5. Digitisation, unequal opportunities
The Covid-19 crisis raises many questions related to the digitisation of the living environment and digital property rights. The digitisation of the economy and things was on everyone's lips before Corona; what it would have needed was a digitisation of the educational infrastructure. Now we are smarter – and we should use that. We have practically experienced how vital the realm of the digital can be in a pandemic. Now we have to ask what does this mean in legal terms – what must people have a legal claim to in future? The answer can actually only be a European, not a national one. There has been repeated talk of a "digital divide": some people had the necessary hardware and software or could afford it, others did not have it, did not get it, could not buy it. A part of the pupils in all EU member states therefore had virtually no access to education during the lockdown.

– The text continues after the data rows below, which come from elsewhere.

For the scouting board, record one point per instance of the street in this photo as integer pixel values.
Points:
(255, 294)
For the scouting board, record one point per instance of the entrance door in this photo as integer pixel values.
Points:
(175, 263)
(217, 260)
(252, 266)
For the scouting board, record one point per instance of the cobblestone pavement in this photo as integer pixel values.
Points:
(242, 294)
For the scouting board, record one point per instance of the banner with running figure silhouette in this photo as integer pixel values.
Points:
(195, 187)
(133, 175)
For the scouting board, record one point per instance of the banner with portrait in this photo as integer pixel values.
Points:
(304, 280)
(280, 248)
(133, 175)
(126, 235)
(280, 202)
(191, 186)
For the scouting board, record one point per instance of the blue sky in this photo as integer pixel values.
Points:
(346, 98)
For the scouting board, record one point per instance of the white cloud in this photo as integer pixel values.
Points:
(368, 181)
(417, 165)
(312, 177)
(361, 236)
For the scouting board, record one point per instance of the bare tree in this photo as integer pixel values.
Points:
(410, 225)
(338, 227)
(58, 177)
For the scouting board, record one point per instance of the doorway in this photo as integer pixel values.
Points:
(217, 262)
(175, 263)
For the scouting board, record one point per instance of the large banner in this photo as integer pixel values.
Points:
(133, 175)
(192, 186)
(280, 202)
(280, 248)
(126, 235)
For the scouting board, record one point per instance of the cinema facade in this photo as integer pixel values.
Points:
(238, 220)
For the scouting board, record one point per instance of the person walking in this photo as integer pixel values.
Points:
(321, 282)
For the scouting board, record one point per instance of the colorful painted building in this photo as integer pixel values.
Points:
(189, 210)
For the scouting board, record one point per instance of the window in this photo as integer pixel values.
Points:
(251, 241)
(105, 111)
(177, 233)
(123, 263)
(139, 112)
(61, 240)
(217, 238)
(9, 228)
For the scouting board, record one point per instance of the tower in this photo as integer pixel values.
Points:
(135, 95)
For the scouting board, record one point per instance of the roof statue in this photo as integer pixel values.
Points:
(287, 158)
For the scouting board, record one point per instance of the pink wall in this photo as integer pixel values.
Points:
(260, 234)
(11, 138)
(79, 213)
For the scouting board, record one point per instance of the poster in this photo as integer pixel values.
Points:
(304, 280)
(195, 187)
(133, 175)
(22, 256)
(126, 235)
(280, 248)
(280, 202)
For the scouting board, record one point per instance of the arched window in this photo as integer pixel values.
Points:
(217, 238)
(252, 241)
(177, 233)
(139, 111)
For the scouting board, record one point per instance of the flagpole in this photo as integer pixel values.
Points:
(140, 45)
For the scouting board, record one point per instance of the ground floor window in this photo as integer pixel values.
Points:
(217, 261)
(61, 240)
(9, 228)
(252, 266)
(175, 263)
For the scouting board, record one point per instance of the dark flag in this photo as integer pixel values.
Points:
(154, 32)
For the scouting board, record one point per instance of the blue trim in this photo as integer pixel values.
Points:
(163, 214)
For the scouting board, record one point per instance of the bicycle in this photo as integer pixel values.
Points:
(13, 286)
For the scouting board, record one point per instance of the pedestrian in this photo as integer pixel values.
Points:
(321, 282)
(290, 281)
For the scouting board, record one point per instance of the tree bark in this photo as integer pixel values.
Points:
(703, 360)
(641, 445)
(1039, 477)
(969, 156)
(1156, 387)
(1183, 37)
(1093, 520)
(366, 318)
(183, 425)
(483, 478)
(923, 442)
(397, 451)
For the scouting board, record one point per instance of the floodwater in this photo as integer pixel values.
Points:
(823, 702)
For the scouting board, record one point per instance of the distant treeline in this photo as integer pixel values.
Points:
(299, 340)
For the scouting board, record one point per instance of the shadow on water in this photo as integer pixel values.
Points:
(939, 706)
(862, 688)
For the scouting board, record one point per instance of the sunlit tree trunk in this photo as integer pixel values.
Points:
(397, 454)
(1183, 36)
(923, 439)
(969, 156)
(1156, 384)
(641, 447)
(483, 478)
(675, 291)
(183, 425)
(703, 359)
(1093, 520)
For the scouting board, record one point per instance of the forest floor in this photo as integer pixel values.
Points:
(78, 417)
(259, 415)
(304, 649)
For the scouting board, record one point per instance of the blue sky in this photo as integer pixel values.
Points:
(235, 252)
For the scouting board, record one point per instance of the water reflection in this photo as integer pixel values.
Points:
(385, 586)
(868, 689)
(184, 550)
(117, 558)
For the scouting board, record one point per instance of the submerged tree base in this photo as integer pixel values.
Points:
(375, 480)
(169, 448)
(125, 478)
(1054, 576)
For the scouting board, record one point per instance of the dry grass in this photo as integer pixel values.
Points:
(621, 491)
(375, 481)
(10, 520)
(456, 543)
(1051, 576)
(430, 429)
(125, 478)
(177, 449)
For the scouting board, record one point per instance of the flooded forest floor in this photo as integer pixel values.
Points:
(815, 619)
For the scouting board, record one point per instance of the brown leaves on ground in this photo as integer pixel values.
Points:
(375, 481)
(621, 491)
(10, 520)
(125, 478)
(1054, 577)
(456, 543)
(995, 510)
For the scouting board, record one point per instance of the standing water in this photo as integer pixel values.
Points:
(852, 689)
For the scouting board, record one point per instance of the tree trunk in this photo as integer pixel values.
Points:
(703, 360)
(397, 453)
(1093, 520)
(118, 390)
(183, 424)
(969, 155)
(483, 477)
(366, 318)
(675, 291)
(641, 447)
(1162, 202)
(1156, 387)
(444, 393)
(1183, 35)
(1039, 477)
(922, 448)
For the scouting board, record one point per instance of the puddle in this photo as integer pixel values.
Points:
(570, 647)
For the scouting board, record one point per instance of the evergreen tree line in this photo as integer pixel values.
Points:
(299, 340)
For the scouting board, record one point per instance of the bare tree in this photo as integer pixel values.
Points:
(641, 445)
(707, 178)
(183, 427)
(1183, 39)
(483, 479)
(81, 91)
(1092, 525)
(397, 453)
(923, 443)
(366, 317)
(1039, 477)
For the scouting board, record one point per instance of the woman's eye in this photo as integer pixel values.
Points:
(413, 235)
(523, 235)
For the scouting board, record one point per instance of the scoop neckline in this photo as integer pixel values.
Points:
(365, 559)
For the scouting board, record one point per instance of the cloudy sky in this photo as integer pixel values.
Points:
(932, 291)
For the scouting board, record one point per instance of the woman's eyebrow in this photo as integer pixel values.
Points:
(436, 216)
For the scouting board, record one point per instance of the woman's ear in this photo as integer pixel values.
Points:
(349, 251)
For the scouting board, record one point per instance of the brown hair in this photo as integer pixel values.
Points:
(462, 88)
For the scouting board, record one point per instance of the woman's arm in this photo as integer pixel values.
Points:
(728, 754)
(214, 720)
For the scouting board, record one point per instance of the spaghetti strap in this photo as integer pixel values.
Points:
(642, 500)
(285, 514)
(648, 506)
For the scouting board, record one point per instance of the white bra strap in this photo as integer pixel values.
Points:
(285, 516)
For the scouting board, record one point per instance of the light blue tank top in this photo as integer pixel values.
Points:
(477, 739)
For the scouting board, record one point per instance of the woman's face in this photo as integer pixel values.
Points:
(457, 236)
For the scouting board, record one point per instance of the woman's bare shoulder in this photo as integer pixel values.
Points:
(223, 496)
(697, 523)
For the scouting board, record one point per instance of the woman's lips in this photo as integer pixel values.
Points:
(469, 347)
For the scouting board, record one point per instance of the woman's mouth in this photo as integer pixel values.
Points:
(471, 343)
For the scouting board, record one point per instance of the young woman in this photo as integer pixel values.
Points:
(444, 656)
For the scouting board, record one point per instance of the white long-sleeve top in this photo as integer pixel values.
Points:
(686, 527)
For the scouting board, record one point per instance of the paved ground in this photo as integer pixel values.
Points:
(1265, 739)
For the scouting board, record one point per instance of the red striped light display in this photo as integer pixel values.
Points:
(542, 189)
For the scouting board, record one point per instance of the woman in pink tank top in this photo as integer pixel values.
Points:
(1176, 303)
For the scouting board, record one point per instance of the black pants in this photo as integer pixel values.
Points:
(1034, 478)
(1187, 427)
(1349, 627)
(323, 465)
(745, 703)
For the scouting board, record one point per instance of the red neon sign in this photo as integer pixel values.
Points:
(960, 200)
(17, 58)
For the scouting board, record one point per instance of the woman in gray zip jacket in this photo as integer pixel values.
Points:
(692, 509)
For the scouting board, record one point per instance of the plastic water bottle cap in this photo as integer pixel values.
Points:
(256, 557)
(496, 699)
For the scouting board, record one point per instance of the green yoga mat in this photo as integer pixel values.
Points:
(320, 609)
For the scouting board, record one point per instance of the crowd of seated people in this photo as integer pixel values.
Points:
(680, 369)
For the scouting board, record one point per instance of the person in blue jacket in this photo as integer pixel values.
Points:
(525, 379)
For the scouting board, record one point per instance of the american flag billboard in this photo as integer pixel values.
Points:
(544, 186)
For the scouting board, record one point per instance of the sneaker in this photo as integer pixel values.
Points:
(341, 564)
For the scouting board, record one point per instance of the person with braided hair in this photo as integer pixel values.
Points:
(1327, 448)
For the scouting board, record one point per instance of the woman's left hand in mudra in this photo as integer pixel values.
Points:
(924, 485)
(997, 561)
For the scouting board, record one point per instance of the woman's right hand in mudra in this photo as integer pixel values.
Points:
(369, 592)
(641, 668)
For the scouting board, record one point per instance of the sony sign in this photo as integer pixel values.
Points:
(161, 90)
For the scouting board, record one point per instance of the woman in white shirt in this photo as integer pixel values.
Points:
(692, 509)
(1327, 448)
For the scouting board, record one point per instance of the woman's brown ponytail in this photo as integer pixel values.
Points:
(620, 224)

The member states of the EU are aware of their diversity and cultivate it. The EU has made this diversity a protected trademark. But where and when does diversity become counterproductive? It becomes so when everyone has the same basic problem, but thinks that diversity is nevertheless the top priority. The issues outlined above have shown, however, that the Covid-19 crisis has above all revealed the vulnerability and fragility of many elements of European legal culture. Most of these touch on fundamental rights, far beyond freedom of movement.
There is a need for European action here, because at least two crises are still active and are not very much concerned about the Covid-19 crisis: the climate crisis, and conflicts around the Mediterranean and in the northern half of Africa. At least the climate crisis has scenarios in store that could again necessitate far-reaching regulatory interventions in everyday life. The Corona experiences can help to discuss these scenarios at least once in public and to involve the citizens. It is more difficult to predict which scenarios the armed conflicts around the Mediterranean will present for the EU and the everyday life of its citizens.
Overall, the time has come to debate law and legal culture again, because in the long run, the rule of law that is common in Europe will not work if, in more severe crises, it cannot help but massively restrict rights while at the same time admitting massive failures in precautionary measures, understood both materially and legally. It would be helpful if the constitutional state common in Europe became a European constitutional state.